Convenience store group McColl’s was valued at £200m as it listed on the Stock Exchange today.
McColls revealed an offer price of 191p per share.
The offer of 69.5 million shares is expected to raise £132.8m, made up of a “primary component” of £49.7m and secondary sales of £83.1m.
The secondary sales will comprise a partial sell-down by executive directors of McColls, various other employees, investor Cavendish Square Partners and a full sell-down by the trustee of the employee incentive trust. McColls most senior 25 staff have shares in the company.
Conditional dealings started at 8am today and unconditional trading will begin this Friday, February 28.
McColl’s executive chairman and chief executive James Lancaster said: “We are delighted with the strong interest that we have seen from investors in McColl’s.
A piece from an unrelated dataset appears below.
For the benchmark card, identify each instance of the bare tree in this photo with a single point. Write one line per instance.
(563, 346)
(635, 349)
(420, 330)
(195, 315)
The success of this initial public offering is a clear endorsement of the quality of the business and its clear prospects for future growth and profitability. It will enable us to accelerate our growth strategy, further enhancing our position in a rapidly growing convenience market.
“We are pleased to welcome our new shareholders and look forward to our next phase of development as a listed company.”
Numis acted as sponsor, bookrunner and financial adviser on the listing. Livingstone Partners acted as financial adviser to McColls.
Lancaster told Retail Week that the IPO process had been “very, very hard work”. He said: “We have got the message over to our management that investors are not buying what we have done but what we are doing in the future.
Lancaster added that McColl’s decision to IPO was not influenced by any other retailer’s decision to float. “I do not know who else coming down the track the line for certain but some people have said ‘are you jumping on the the bandwagon but that’s not fair as I have the reigns of the bandwagon in my hands,” he said.